Gdy masz siedemnaście lat, a za sobą debiut, pierwszego gola oraz pierwszą asystę na szczeblu centralnym, wydaje się, że piłkarski świat stoi przed tobą otworem. Tak może pomyśleć Jakub Bieroński, młody pomocnik Podbeskidzia, którego dopiero poznają kibice, nie tyle swoi, co ci poza obrębem miasta Bielsko-Biała.

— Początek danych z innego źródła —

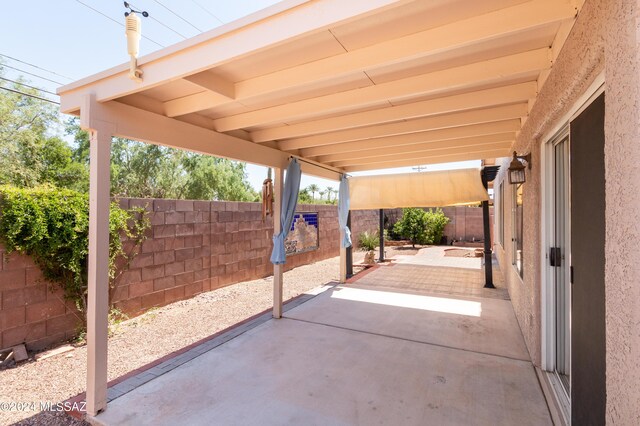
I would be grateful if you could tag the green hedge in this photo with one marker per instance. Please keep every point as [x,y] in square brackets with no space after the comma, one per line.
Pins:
[421,227]
[52,225]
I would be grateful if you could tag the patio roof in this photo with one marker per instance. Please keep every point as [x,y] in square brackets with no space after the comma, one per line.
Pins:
[350,86]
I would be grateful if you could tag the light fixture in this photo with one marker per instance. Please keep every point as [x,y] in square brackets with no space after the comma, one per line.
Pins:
[134,32]
[516,168]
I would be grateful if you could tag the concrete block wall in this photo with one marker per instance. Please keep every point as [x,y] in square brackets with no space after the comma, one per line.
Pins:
[192,247]
[31,309]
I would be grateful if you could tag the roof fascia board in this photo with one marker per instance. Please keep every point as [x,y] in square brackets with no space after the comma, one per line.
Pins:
[133,123]
[290,20]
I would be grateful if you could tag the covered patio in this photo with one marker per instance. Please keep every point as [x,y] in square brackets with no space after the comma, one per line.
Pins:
[359,353]
[341,87]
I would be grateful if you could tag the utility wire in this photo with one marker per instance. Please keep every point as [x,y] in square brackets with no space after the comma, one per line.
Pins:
[29,95]
[180,17]
[117,22]
[30,87]
[31,74]
[35,66]
[207,11]
[161,23]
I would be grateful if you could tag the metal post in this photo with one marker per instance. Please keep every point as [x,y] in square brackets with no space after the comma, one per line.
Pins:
[488,267]
[278,270]
[349,251]
[381,235]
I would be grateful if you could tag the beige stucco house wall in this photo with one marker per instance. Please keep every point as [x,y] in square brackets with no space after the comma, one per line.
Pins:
[604,41]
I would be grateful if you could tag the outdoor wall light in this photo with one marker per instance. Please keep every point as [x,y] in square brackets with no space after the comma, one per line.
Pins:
[516,168]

Bo fanom bielskiego zespołu mógł zapaść w pamięci już w poprzednim sezonie, kiedy debiutował w zespole seniorów "Górali". Dostał szansę przeciwko Rakowowi Częstochowa, następnie zaliczył epizody w starciu z Chojniczanką Chojnice oraz Chrobrym Głogów. Swoje pięć minut - i to dosłownie, a nie w przenośni - ma po przerwie pandemicznej tego sezonu. Z Olimpią Grudziądz strzelił pięknego gola, czym zapisał się w pamięci większej grupie fanów. Z kolei z Radomiakiem Radom popisał się efektowną asystą do Łukasza Sierpiny.
- Cieszę się, że mam w zespole starszych kolegów, którzy pomagają mi w sprawnej aklimatyzacji na pierwszoligowych boiskach. Każde udane zagranie, czy bramka z pewnością pomagają mi podbudować się. Muszę jednak zachować pokorę. Gram po to, by pomagać drużynie. Mam nadzieję, że razem uda nam się osiągnąć wspólny cel. Nie zagrałem nie wiadomo ilu meczów, żeby być przykładem dla innych wychowanków akademii. Na pewno każdy młody chłopak marzy o grze w pierwszym zespole. Ja po prostu udowadniam, że jeśli bardzo czegoś chcesz, to możesz to osiągnąć - mówi Bieroński, od którego aż bije pokorą.